Both of these concerns bring up an old word that nobody uses anymore - quality. It is customary today to use a blizzard of euphemisms instead. Words like "behavioral health", "managed care", accountable care organizations", "evidence-based", "cost-effective" and now "collaborative care". According to Orwell, the success of such political jargon and euphemism requires
"an uncritical or even unthinking audience. A 'reduced state of consciousness' as he put it, was 'favorable to political conformity'." (3 p. 124)
Dr. Lieberman uses a lot of that language in his video. The critics of psychiatry in the business community do the same. There appears to be a widespread uncritical acceptance of these euphemisms by politicians, businesses and even professional organizations.
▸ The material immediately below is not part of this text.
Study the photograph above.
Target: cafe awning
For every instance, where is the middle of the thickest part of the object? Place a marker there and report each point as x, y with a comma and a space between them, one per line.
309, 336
An actual individualized psychiatric diagnosis and quality psychiatric care gets lost in that translation.
George Dawson, MD, DFAPA
1. Beck M. Getting mental health care at the doctor's office. Wall Street Journal September 24, 2013.
2. Gutheil TG, Appelbaum PS. Clinical Handbook Of Psychiatry And The Law. 3rd edition. Philadelphia: Lippincott Williams & Wilkens. 2000, p 164.
3. Nunberg G. Going Nucular: language, politics, and culture in confrontational times. Cambridge: Perseus Books Group, MA 2004.
4. American Psychiatric Association Principles of Medical Ethics with Annotations Espcially Applicable to Psychiatry. 2009 version.